Euforia Piala Dunia 2026 Diprediksi Membludak, TVRI Siap Hadirkan 'Bola Gembira'
Antusiasme masyarakat terhadap Euforia Piala Dunia 2026 diproyeksikan melampaui perhelatan sebelumnya, dengan TVRI menyiapkan strategi penyiaran 'Bola Gembira' yang inklusif dan berdampak ekonomi.
Euforia masyarakat dalam menyambut Piala Dunia 2026 diprediksi akan jauh lebih besar dibandingkan perhelatan sebelumnya. Hal ini disampaikan oleh Kepala Redaksi Piala Dunia TVRI, Usman Kansong, dalam keterangan tertulis yang diterima di Jakarta, Minggu.
Usman Kansong menyatakan, "Euforia masyarakat akan sangat besar, bahkan lebih besar dari tahun-tahun sebelumnya, dari empat tahun lalu." Peningkatan antusiasme ini didorong oleh berbagai faktor, salah satunya adalah luasnya jangkauan infrastruktur penyiaran yang dimiliki oleh TVRI.

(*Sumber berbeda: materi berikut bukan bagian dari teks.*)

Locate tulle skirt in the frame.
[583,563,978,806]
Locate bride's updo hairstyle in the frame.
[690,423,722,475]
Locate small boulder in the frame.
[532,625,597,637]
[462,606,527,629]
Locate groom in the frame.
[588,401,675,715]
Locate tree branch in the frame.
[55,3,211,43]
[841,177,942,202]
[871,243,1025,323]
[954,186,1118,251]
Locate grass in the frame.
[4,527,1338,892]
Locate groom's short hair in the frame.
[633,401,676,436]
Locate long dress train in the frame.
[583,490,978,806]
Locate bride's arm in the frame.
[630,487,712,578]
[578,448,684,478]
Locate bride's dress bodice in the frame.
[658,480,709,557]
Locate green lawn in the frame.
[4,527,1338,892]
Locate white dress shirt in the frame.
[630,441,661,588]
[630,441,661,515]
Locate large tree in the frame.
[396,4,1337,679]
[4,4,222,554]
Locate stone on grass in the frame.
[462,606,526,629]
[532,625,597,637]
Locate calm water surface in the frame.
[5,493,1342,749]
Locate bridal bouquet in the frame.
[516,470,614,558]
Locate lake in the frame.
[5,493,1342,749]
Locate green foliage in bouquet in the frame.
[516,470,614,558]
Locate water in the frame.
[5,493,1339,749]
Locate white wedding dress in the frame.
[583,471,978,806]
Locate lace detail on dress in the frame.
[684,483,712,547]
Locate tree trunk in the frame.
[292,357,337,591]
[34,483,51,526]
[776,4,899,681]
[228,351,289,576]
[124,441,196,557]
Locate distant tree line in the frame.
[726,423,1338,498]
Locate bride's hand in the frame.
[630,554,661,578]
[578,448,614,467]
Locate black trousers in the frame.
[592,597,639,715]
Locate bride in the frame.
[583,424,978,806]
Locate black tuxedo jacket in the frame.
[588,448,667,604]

Sebagai lembaga penyiaran publik pemerintah dan official host broadcaster Piala Dunia, TVRI mengemban tanggung jawab besar. Mereka berkomitmen untuk menghadirkan siaran yang berkualitas dan inklusif bagi seluruh lapisan masyarakat, sesuai amanat Presiden Prabowo Subianto.

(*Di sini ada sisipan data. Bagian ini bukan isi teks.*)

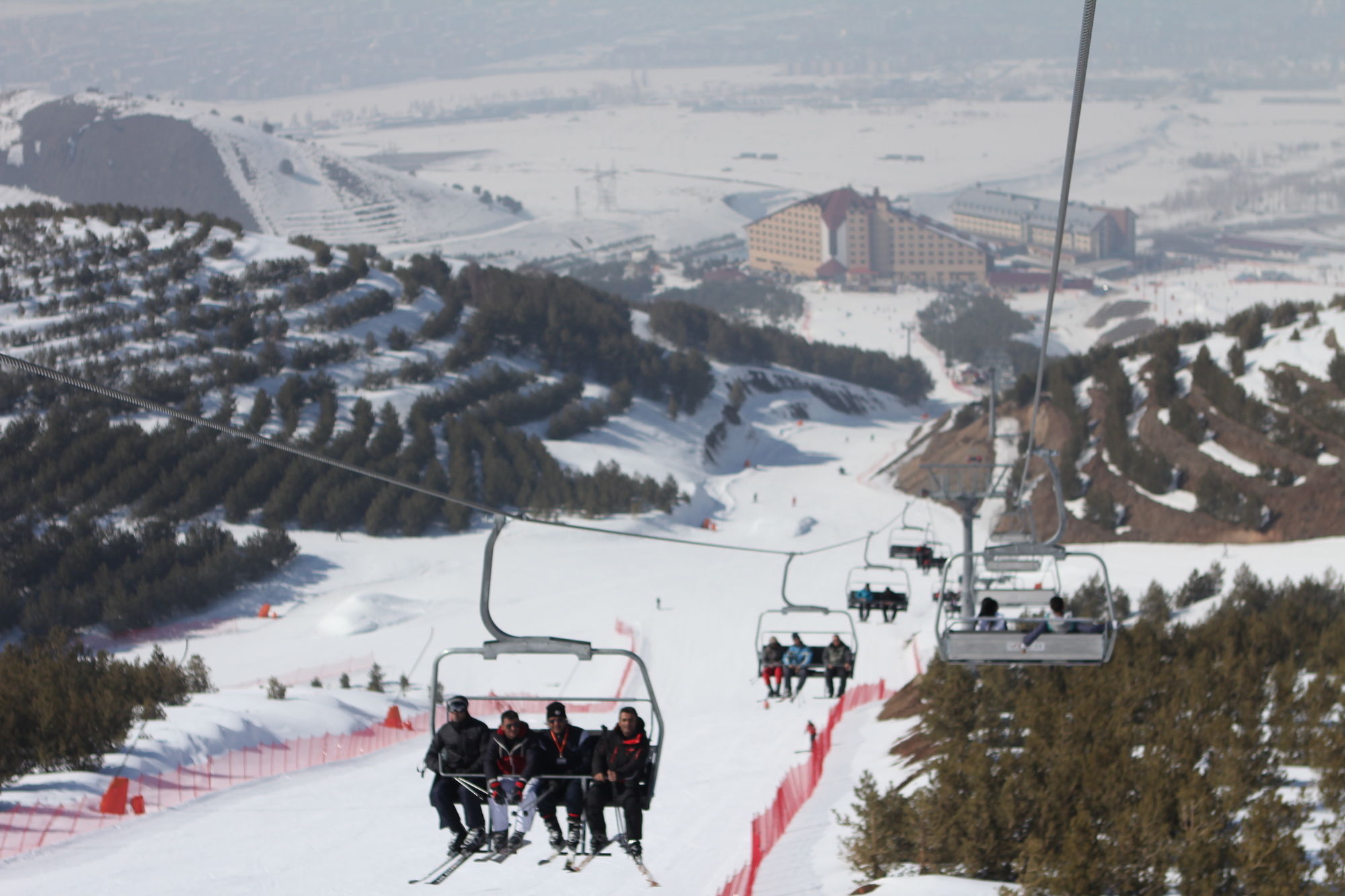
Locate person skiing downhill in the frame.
[537,701,593,853]
[483,709,542,853]
[585,706,650,862]
[425,696,490,856]
[761,635,784,697]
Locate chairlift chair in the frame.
[756,607,859,677]
[935,545,1116,666]
[845,564,911,622]
[429,516,664,809]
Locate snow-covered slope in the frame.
[0,91,526,243]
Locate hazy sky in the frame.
[0,0,1345,99]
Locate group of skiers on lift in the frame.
[425,696,650,860]
[761,633,854,698]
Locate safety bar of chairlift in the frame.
[780,555,835,614]
[429,514,662,749]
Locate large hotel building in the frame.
[951,186,1135,261]
[746,187,990,284]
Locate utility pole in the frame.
[990,367,999,444]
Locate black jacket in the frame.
[482,723,537,778]
[425,716,491,775]
[535,725,594,775]
[593,719,650,780]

Jangkauan Infrastruktur TVRI Perluas Akses Siaran Piala Dunia
Peningkatan antusiasme masyarakat terhadap Euforia Piala Dunia 2026 tidak lepas dari peran strategis TVRI. Usman Kansong menjelaskan bahwa luasnya jangkauan infrastruktur penyiaran TVRI menjadi faktor utama. Dengan 188 pemancar serta 34 stasiun daerah yang tersebar di berbagai wilayah provinsi, TVRI mampu menjangkau pelosok negeri.
Kondisi ini memberikan kesempatan yang lebih merata bagi masyarakat untuk menikmati pertandingan. Bahkan, wilayah yang sebelumnya memiliki keterbatasan akses siaran kini dapat turut serta merasakan kemeriahan Piala Dunia. TVRI memastikan bahwa siaran berkualitas dapat dinikmati tanpa terkecuali.

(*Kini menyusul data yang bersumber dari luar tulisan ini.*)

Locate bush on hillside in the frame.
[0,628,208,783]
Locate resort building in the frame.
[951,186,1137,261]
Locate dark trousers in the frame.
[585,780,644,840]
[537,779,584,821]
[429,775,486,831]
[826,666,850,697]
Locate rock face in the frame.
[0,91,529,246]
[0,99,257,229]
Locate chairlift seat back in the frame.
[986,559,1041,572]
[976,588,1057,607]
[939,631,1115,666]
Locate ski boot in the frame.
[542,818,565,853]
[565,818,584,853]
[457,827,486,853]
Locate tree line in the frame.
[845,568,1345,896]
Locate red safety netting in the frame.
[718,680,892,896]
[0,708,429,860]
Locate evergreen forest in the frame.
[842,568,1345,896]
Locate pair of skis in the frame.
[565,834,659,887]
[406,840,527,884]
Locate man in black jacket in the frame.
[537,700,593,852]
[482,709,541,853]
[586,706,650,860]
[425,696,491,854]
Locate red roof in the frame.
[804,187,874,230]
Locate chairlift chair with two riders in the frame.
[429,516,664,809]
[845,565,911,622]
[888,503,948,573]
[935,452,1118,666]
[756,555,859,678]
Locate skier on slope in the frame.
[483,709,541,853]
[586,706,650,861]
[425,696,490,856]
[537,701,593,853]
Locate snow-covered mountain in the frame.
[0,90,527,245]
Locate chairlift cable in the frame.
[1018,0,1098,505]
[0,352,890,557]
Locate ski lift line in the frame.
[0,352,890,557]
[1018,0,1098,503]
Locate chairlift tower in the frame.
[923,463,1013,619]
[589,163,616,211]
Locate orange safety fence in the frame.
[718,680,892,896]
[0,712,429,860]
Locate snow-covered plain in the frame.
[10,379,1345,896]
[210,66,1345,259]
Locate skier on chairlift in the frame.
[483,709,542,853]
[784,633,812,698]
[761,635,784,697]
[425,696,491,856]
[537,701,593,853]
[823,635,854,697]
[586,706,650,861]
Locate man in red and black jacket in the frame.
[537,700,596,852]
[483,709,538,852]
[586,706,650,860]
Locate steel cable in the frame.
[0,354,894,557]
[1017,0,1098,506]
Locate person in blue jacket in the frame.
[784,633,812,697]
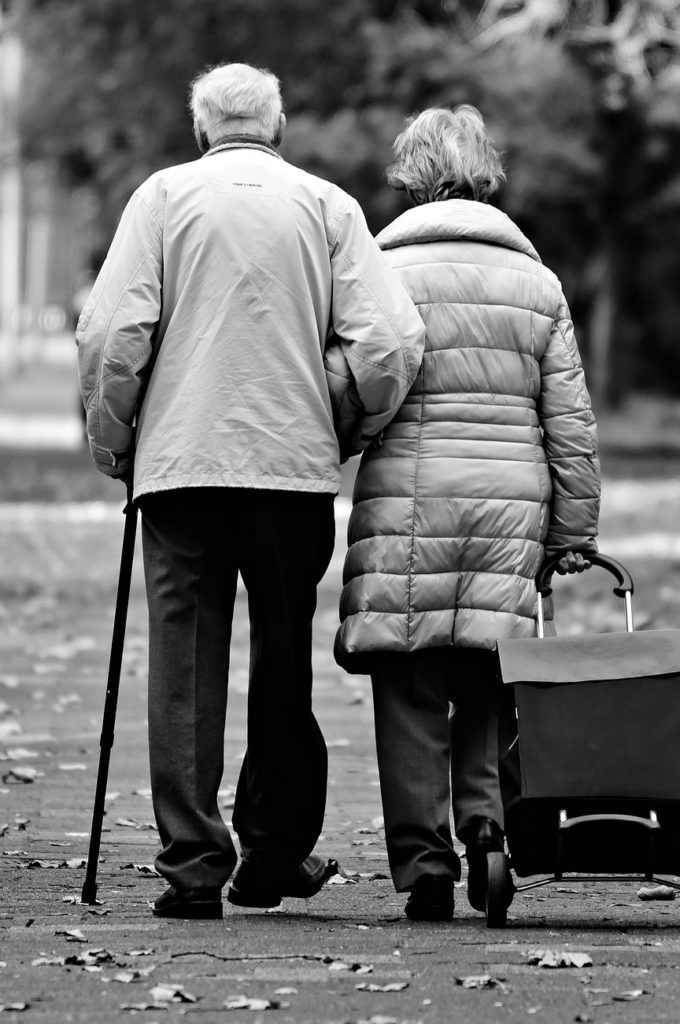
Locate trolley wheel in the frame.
[486,852,512,928]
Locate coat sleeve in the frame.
[76,190,162,476]
[539,296,600,555]
[327,197,425,452]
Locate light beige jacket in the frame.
[76,143,424,498]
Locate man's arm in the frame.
[331,193,425,451]
[76,191,162,478]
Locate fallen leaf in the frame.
[65,948,114,970]
[356,1014,399,1024]
[526,949,593,968]
[223,995,290,1010]
[354,981,409,992]
[118,1002,163,1014]
[2,768,45,785]
[456,974,503,988]
[150,984,197,1002]
[637,886,675,900]
[122,863,161,879]
[0,722,24,739]
[324,958,373,974]
[112,971,145,985]
[54,928,87,942]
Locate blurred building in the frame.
[0,0,83,376]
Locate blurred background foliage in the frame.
[13,0,680,404]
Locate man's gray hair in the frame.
[189,63,283,140]
[387,103,505,205]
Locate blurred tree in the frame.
[17,0,680,402]
[22,0,372,244]
[474,0,680,404]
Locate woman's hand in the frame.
[555,551,591,575]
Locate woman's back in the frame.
[336,200,599,671]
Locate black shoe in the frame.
[153,886,222,921]
[465,818,513,913]
[226,853,338,909]
[405,874,454,921]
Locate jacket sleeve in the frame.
[76,190,162,476]
[327,197,425,452]
[539,295,600,555]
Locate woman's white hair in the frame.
[387,103,505,205]
[189,63,284,139]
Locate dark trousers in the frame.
[139,487,335,888]
[371,647,503,892]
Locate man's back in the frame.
[78,141,422,497]
[136,145,342,493]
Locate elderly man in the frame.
[77,65,424,918]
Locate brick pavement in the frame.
[0,349,680,1024]
[0,506,680,1024]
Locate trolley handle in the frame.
[536,548,635,598]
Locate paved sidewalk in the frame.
[0,505,680,1024]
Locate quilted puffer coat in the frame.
[335,200,600,672]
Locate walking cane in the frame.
[81,484,137,903]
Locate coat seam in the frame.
[407,382,425,648]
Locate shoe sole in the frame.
[226,860,338,910]
[152,903,223,921]
[226,886,282,910]
[405,907,454,921]
[468,850,515,913]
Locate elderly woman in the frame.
[336,105,600,920]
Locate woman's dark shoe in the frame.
[405,874,454,921]
[226,853,338,909]
[153,886,222,921]
[465,818,514,913]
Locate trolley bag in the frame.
[498,552,680,879]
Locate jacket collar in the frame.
[203,135,284,160]
[377,199,541,263]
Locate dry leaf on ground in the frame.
[354,981,409,992]
[637,886,675,900]
[456,974,503,988]
[54,928,87,942]
[150,984,198,1004]
[223,995,290,1010]
[611,988,650,1002]
[526,949,593,968]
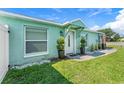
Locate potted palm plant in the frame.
[57,36,65,59]
[80,37,86,54]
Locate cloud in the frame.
[103,9,124,35]
[89,8,112,17]
[91,9,124,35]
[53,8,62,13]
[90,25,100,31]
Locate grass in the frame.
[2,47,124,84]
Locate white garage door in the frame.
[0,25,9,83]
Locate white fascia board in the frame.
[0,11,63,26]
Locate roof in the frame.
[0,10,104,34]
[0,11,62,26]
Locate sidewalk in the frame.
[69,49,117,61]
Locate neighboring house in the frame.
[0,11,104,65]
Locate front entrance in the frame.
[65,32,74,54]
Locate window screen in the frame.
[26,26,47,54]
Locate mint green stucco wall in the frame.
[0,16,101,65]
[0,17,63,65]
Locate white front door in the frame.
[65,32,74,54]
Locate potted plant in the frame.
[57,36,65,59]
[80,37,86,54]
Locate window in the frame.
[25,26,48,54]
[68,35,70,47]
[85,34,88,46]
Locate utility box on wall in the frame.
[0,25,9,83]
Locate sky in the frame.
[0,8,124,35]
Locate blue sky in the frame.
[0,8,122,31]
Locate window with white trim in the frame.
[25,26,48,54]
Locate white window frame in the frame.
[23,25,48,58]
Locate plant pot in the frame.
[80,47,85,54]
[58,50,65,59]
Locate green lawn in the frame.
[2,47,124,84]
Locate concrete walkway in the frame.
[69,49,117,61]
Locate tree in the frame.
[98,28,120,41]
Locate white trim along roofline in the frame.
[0,10,104,34]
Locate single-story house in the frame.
[0,11,104,65]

Sebagai Lembaga Penyiaran Publik (LPP), TVRI memiliki mandat untuk melayani kepentingan publik, bersifat netral, independen, dan tidak komersial. Oleh karena itu, TVRI berkomitmen untuk menghadirkan tayangan yang tidak hanya menghibur, tetapi juga mendidik dan mempersatukan bangsa.
'Bola Gembira' TVRI: Pesan Kegembiraan dan Dampak Ekonomi
Dalam penyiaran Piala Dunia 2026, TVRI mengusung tema "Bola Gembira". Usman Kansong menjelaskan bahwa tema ini memiliki makna filosofis yang mendalam, yakni menghadirkan kegembiraan kepada masyarakat. Ini sejalan dengan harapan yang diamanatkan oleh Presiden Prabowo Subianto kepada TVRI.
Setidaknya, ada tiga pesan utama yang ingin disampaikan melalui tema "Bola Gembira" ini. Pertama, TVRI ingin menghadirkan kegembiraan melalui tontonan piala dunia yang berkualitas. Kedua, tayangan piala dunia di TVRI diharapkan dapat menginspirasi pesepak bola di Indonesia untuk menjadi lebih baik dan mampu berprestasi di piala dunia empat tahun ke depan.
Pesan ketiga dari tema "Bola Gembira" adalah menghasilkan efek domino secara ekonomi. Hal ini terutama ditujukan untuk usaha kecil, menengah, dan mikro (UMKM). Diharapkan, perhelatan akbar ini dapat memicu geliat ekonomi lokal dan memberikan dampak positif yang signifikan.
Partisipasi Publik Melalui Nonton Bareng yang Inklusif
Selain penyiaran langsung, TVRI juga membuka ruang partisipasi publik yang luas melalui kegiatan nonton bareng (nobar). Usman Kansong menegaskan bahwa TVRI membuka kesempatan seluas-luasnya bagi masyarakat untuk menyelenggarakan nobar, baik sebagai penyelenggara maupun sebagai penonton.
Melalui berbagai upaya tersebut, TVRI ingin memastikan bahwa tayangan Piala Dunia 2026 dapat dinikmati seluas-luasnya oleh masyarakat yang ada di Indonesia. Ini merupakan bentuk komitmen TVRI untuk mewujudkan siaran yang inklusif dan merangkul seluruh lapisan masyarakat tanpa terkecuali.